A word of caution: This is not for the reader who expects a fast-paced story or desires fulfilled in a steamy way. Instead, Wharton takes us on a grand tour through the stuffy upper crust of 1870s New York and their social rituals, deadlocked in self-righteousness.
Just about to marry his betrothed May, a pretty if somewhat naive and dull girl, Newland Archer meets her cousin, the Countess Olenska, a woman rather shunned in society for her running away from her cheating husband in Europe, and quickly befriends her. He is immensely attracted by her personality and fascinated by her unconventional (liberal and "European") views, which she shockingly never hesitates to express quite freely. Newland falls in love with Ellen, at first without even knowing for he still marries May.
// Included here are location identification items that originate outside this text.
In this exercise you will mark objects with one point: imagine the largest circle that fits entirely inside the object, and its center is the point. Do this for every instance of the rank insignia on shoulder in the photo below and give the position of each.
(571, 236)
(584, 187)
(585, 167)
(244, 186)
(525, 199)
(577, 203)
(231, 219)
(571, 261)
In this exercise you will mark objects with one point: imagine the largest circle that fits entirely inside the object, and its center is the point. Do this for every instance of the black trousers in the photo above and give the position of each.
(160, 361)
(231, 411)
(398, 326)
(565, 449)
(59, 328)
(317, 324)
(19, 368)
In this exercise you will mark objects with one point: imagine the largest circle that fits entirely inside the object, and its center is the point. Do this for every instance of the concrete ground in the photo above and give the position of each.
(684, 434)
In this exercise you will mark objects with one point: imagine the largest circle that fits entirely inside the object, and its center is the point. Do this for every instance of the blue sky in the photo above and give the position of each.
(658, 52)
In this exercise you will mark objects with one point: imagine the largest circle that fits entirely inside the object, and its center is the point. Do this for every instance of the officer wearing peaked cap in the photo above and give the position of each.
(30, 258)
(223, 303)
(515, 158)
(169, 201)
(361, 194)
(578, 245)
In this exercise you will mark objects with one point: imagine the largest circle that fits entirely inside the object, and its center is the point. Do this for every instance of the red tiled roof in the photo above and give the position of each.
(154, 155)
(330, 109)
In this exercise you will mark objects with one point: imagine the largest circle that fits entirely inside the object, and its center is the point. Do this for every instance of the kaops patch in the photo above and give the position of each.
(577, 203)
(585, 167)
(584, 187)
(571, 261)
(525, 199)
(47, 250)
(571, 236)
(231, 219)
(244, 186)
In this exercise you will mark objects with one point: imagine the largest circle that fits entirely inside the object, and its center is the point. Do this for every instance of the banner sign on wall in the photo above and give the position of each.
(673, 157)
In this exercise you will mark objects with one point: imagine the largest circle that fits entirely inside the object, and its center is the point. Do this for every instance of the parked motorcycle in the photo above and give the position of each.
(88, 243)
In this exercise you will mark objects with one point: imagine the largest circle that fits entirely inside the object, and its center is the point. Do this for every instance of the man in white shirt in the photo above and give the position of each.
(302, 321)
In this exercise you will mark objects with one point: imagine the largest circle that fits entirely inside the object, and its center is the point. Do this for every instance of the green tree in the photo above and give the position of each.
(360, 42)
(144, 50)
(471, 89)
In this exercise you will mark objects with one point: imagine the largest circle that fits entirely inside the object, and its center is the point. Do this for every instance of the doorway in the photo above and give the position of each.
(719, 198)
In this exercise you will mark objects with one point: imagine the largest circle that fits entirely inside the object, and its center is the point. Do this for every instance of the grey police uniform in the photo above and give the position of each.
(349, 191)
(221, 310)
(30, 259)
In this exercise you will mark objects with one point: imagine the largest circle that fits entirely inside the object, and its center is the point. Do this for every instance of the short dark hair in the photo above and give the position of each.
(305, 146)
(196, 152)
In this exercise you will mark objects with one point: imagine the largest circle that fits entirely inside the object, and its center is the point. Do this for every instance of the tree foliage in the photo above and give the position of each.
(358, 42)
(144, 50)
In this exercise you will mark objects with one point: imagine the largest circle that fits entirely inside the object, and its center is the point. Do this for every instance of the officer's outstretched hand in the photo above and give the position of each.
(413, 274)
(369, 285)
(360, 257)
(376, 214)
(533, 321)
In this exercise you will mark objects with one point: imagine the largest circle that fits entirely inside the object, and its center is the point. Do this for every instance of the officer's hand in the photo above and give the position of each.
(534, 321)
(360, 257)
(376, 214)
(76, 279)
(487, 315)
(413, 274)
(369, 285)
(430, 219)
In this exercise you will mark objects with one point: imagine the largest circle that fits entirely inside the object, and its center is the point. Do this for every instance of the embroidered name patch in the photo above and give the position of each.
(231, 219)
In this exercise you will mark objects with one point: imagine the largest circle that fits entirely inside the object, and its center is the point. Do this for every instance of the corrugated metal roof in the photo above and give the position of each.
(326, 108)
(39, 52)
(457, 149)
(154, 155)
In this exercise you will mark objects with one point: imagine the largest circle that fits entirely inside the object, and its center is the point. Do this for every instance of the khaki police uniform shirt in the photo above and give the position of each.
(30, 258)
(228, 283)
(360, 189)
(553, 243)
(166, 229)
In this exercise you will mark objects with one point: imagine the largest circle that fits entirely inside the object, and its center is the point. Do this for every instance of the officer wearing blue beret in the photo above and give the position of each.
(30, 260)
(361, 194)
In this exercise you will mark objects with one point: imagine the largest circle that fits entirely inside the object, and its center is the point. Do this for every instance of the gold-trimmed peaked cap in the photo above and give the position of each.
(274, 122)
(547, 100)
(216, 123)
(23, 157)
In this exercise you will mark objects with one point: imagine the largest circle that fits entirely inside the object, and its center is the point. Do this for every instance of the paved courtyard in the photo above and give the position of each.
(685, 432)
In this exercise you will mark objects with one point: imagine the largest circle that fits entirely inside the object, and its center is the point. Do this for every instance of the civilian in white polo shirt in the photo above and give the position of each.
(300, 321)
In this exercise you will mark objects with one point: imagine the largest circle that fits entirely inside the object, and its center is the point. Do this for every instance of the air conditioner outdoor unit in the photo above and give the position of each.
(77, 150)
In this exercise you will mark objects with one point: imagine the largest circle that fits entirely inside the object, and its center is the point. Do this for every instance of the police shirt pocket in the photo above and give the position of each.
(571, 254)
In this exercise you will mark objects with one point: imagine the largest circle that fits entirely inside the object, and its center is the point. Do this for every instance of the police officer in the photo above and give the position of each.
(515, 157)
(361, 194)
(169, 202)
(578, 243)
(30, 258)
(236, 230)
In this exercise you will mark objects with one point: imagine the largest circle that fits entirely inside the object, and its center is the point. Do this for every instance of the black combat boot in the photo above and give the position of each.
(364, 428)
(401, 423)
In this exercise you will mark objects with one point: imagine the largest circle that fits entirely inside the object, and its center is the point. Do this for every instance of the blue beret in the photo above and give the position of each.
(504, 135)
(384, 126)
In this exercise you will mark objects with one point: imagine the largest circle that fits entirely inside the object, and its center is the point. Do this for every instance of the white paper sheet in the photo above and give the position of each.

But the glimpse of a life without all the restraints he's known all his life and his desire for Ellen make him rebel against all the old ways he thought he had appreciated. Will he up and away with the woman who could make his life an exciting one, filled with honest emotions, or will he go back to his wife and a safe but dull life in a world opulent, beautiful and cultured but empty and boring, with no room for individuality?
Read this book and find out yourself (yes, it's a spoiler-free review :-). Age of Innocence works on different levels. Its a story about rebellion against a stagnant and hypocritical society whose outdated rules need to be broken up, as well as one about a man loving an unattainable woman. 50 years later the woman could have been black, yet another while later the two lovers might have been of the same sex. This story is a timeless one in being about a love that brings social death, and I'm afraid that this oh-so-civilized human race will never rise above having outcasts.